La trama in breve. Un uomo e una donna seduti a un tavolo. Sapremo che si tratta di ex coniugi, Costanza e Domenico, che hanno mantenuto buoni rapporti e affetto reciproco e che ogni martedì si incontrano a cena al ristorante. Adesso si trovano in un ex convento che la donna ha ereditato, un grande edificio in rovina, isolato, privo di luce elettrica, che emana però un antico fascino. Evocano ricordi comuni, si confrontano e si scontrano, solidarizzano e si contraddicono, parlano del presente e del futuro, riflettono sulla vecchiaia e la morte, alla presenza del figlio e di una giovane donna, incuriositi e partecipi. Hanno entrambi varcato la soglia della terza età. Ci potremmo aspettare un bilancio dolce-amaro delle loro esistenze, in un clima crepuscolare che prelude al ripiegamento dell’esistenza. Niente di tutto questo. Il dialogo è vivacissimo, ricco di umorismo e di ironia, a tratti paradossale, con venature surreali e una serie di colpi di scena.
Una esplosione di vitalismo da parte di persone che non ignorano né si nascondono la realtà, sono consapevoli del declino, ma non si arrendono al tempo e non vogliono rinunciare a desideri, affetti, progetti e illusioni.
Lei fantastica di ristrutturare il fatiscente edificio e di trasformarlo in un ritrovo, una specie di comune, dove vivere insieme ai vecchi amici. Un progetto assurdo. Eppure il suo entusiasmo trascinante riesce a vincere lo scetticismo dell’uomo e a coinvolgerlo nella folle impresa. Nonostante l’età che avanza, c’è ancora un futuro da inventare. Nonostante l’età che avanza, si può continuare – o forse iniziare – a sognare.

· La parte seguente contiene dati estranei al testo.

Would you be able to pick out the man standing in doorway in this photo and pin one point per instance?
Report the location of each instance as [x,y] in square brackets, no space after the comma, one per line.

Ho scritto all’inizio che questa commedia dovrebbe essere recitata nelle RSA.
Questo pensiero mi è nato da una visita recente.
Un grande edificio per circa 200 ospiti, architettura moderna, ottime attrezzature, personale preparato, organizzazione efficiente. Insomma il meglio del genere.
Eppure…
Odore di disinfettante, aria di ospedale.
Aria di ospedale nei lunghi corridoi rigorosamente bianchi.
Aria di ospedale negli spazi comuni dall’arredamento funzionale, ma anonimo.
Aria di ospedale nelle stanze dall’impeccabile pulizia, tutte uguali.
Aria di ospedale nei rigorosi ritmi del programma giornaliero.
Un’organizzazione fatta per tranquillizzare, placare, sopire, cullare… controllare e pulire. Penso sarebbe bene disarticolare tanto ordine e rilanciare il movimento, valorizzando le risorse residue degli ospiti: un po’ meno perfezione e un po’ più di vita. Questo testo teatrale potrebbe funzionare da terapia di gruppo per proporre una logica diversa da quella che presiede a strutture intese troppo spesso come luoghi di accompagnamento alla morte. Ci insegna il valore dell’utopia, ci invita a non smettere di immaginare, anche cose impossibili.
Ci offre una bella lezione sull’arte di invecchiare.